El lado salvaje de los animales que viven en las novelas

El lado salvaje de los animales que viven en las novelas es un elemento que les sirve a los comerciales grupo planeta para provocar el interés en los lectores.

 

Un ejemplo muy común es la literatura que contiene animales como la salamandra. Como en el caso de otros animales existentes en la vida real, a lo largo de los siglos se le han atribuido diversas cualidades fantásticas.

 

Desde la época de la Ilustración en adelante, se ha llegado a diferenciar al animal real y la criatura legendaria como dos conceptos distintos, especialmente en el mundo del ocultismo.

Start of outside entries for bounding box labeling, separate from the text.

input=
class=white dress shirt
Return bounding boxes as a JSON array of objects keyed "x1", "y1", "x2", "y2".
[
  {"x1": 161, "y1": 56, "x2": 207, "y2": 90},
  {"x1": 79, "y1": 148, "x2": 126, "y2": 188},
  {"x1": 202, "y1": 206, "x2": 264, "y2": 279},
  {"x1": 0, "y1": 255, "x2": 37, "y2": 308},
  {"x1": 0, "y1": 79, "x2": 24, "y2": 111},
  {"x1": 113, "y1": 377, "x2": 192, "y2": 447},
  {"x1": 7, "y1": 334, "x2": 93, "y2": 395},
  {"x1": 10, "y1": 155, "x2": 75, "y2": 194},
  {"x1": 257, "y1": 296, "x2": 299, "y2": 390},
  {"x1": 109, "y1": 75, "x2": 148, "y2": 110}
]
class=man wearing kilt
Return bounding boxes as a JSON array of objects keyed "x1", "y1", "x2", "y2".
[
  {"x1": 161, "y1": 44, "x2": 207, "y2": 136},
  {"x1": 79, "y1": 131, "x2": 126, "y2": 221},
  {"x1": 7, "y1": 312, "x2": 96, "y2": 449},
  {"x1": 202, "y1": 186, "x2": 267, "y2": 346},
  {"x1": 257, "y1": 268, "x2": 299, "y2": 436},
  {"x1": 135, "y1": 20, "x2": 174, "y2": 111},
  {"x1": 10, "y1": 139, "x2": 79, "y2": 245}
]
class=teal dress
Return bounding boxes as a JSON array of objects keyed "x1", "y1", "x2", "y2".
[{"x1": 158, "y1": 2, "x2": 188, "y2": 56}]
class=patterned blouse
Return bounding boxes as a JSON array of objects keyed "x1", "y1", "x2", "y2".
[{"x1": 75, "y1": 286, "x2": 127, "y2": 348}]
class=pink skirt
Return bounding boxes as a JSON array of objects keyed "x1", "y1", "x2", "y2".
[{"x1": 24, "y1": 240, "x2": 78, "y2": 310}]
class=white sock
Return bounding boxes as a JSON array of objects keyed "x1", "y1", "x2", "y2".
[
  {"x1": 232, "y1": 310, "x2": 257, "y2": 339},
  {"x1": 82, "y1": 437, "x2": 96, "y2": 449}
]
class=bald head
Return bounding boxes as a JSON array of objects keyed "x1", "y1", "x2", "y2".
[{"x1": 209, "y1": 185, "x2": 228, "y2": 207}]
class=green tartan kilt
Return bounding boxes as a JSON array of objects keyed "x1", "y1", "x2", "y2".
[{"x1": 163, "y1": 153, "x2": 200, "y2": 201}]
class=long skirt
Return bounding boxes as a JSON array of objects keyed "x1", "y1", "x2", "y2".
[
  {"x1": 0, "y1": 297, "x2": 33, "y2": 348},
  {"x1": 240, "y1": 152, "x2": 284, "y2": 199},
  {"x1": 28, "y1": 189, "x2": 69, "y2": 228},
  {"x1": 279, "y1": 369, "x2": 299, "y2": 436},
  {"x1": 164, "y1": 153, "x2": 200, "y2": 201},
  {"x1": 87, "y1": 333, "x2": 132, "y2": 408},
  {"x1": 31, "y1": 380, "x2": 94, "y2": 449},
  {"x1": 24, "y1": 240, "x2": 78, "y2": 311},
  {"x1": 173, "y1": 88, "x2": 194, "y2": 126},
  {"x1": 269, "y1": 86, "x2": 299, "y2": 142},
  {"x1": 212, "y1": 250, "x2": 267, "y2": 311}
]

La criatura mitológica suele representarse con un aspecto muy similar al de la salamandra real, pero con una particular afinidad hacia el fuego.

 

Las primeras alusiones conocidas acerca de este animal se atribuyen a Aristóteles, quien asociaba a la salamandra con el fuego, y aseguraba que lo apagaba al pasar sobre él. El propio San Agustín recurrirá también a la salamandra, como símbolo del condenado que sufrirá las llamas eternas del Infierno, sin consumirse.

 

Al compás de las cada vez más exóticas descripciones que van surgiendo, los bestiarios jugarán un papel decisivo en esta diversificación, además de adjudicarle las más sorprendentes morfologías, representándola con apariencia, ya canina, ya porcina, o incluso con rasgos humanos.